The Power Rule for Integration

∫ axⁿ dx = ax^(n+1)/(n+1) + C (for n ≠ −1). Examples: ∫ 3x² dx = x³ + C. ∫ 5 dx = 5x + C. ∫ x^(1/2) dx = (2/3)x^(3/2) + C. ∫ 1/x² dx = ∫ x^(−2) dx = −x^(−1) + C = −1/x + C. Exception: ∫ 1/x dx = ln|x| + C (the n=−1 case). Definite integral: [F(x)] from a to b = F(b) − F(a). Area from 0 to 3 of 3x²: [x³] from 0 to 3 = 27 − 0 = 27.

Standard Integrals

∫ sin(ax) dx = −(1/a)cos(ax) + C. ∫ cos(ax) dx = (1/a)sin(ax) + C. ∫ e^(ax) dx = (1/a)e^(ax) + C. ∫ 1/x dx = ln|x| + C. ∫ sec²(ax) dx = (1/a)tan(ax) + C. The mnemonic: integration reverses differentiation — each standard integral can be verified by differentiating the result. A−level: these results should be memorised. They are given in examination formula sheets at some awarding bodies (check yours).

Areas Under Curves

Definite integral = signed area (negative below x-axis). For areas: if f(x) < 0 over [a,b], the integral is negative but the area is positive. To find total unsigned area: identify where f(x) = 0 (x-intercepts). Integrate each region separately. Add absolute values. Example: y = x³ − x from x=0 to x=2. y crosses zero at x=0 and x=1. ∫ from 0 to 1: negative region = area = 1/4. ∫ from 1 to 2: positive = [x⁴/4 − x²/2] = 4−2−(1/4−1/2) = 2.25. Total area = 0.25 + 2.25 = 2.5 square units.

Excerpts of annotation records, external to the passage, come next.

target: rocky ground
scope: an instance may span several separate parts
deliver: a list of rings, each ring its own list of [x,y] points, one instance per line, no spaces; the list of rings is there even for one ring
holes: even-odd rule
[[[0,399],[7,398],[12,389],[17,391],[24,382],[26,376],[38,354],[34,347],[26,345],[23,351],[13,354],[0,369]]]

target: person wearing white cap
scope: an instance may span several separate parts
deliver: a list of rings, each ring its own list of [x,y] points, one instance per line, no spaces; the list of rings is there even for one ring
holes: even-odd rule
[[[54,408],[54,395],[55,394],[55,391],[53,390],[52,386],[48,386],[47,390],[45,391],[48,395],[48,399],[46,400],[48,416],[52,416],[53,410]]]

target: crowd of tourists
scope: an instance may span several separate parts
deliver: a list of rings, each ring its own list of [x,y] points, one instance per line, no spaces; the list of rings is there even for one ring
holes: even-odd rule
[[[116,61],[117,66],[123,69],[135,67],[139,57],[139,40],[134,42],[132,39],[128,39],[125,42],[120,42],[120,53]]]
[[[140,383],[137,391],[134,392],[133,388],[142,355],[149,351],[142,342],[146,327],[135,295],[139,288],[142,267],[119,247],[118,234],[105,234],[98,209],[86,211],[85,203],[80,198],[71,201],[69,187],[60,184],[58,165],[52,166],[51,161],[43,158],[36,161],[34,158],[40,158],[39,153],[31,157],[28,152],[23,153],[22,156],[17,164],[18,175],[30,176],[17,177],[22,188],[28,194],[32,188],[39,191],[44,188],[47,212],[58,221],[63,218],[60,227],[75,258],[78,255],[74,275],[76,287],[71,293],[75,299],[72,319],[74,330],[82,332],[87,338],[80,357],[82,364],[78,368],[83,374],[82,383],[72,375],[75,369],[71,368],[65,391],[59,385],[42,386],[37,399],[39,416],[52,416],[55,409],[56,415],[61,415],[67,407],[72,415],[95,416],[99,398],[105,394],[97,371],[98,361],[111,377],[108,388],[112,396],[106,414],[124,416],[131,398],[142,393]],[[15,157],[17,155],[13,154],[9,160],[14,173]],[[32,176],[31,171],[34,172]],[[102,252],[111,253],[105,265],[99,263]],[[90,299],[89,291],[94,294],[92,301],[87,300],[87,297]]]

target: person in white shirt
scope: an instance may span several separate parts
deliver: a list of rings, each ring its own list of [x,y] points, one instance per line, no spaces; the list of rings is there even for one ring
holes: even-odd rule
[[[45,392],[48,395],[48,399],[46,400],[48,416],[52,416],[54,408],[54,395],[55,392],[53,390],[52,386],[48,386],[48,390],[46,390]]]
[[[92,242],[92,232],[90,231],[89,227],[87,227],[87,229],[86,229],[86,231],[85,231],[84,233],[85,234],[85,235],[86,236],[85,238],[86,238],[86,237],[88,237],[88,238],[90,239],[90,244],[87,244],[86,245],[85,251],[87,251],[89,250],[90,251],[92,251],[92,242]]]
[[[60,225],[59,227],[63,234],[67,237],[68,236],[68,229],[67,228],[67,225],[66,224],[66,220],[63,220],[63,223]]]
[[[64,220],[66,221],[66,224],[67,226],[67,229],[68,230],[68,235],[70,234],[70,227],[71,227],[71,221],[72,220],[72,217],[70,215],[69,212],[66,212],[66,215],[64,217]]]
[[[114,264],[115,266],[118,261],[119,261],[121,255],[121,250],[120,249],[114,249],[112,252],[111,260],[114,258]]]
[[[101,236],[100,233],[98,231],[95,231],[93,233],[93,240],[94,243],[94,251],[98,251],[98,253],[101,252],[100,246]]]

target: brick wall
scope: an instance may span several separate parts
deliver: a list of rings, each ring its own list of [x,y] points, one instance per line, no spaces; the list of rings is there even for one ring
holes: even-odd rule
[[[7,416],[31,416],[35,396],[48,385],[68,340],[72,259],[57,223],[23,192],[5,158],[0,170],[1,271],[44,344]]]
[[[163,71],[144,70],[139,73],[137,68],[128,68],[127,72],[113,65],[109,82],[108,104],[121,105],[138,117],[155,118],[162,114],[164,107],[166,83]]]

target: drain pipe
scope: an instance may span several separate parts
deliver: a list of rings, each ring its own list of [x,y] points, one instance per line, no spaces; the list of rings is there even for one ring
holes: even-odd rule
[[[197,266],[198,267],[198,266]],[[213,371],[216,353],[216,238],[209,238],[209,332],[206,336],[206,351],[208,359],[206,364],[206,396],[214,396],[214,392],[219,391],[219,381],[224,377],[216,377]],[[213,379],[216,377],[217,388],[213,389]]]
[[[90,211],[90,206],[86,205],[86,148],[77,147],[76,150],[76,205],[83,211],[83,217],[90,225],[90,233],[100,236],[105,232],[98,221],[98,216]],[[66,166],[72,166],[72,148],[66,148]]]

Trapezium Rule (Numerical Integration)

When a function cannot be integrated analytically: area ≈ (h/2)[y₀ + 2(y₁+y₂+...+y_{n-1}) + y_n]. Where h = strip width = (b−a)/n. n strips gives n+1 ordinates. More strips → more accurate. For y = √(1+x³) from 0 to 2, n=4: h = 0.5. Ordinates at x = 0, 0.5, 1, 1.5, 2: y = 1, 1.061, 1.414, 1.837, 3.000. Area ≈ (0.5/2)[1 + 2(1.061+1.414+1.837) + 3] = 0.25[1 + 8.624 + 3] = 0.25 × 12.624 = 3.156. This is the standard GCSE/A-level numerical method — required when integration by substitution is impossible.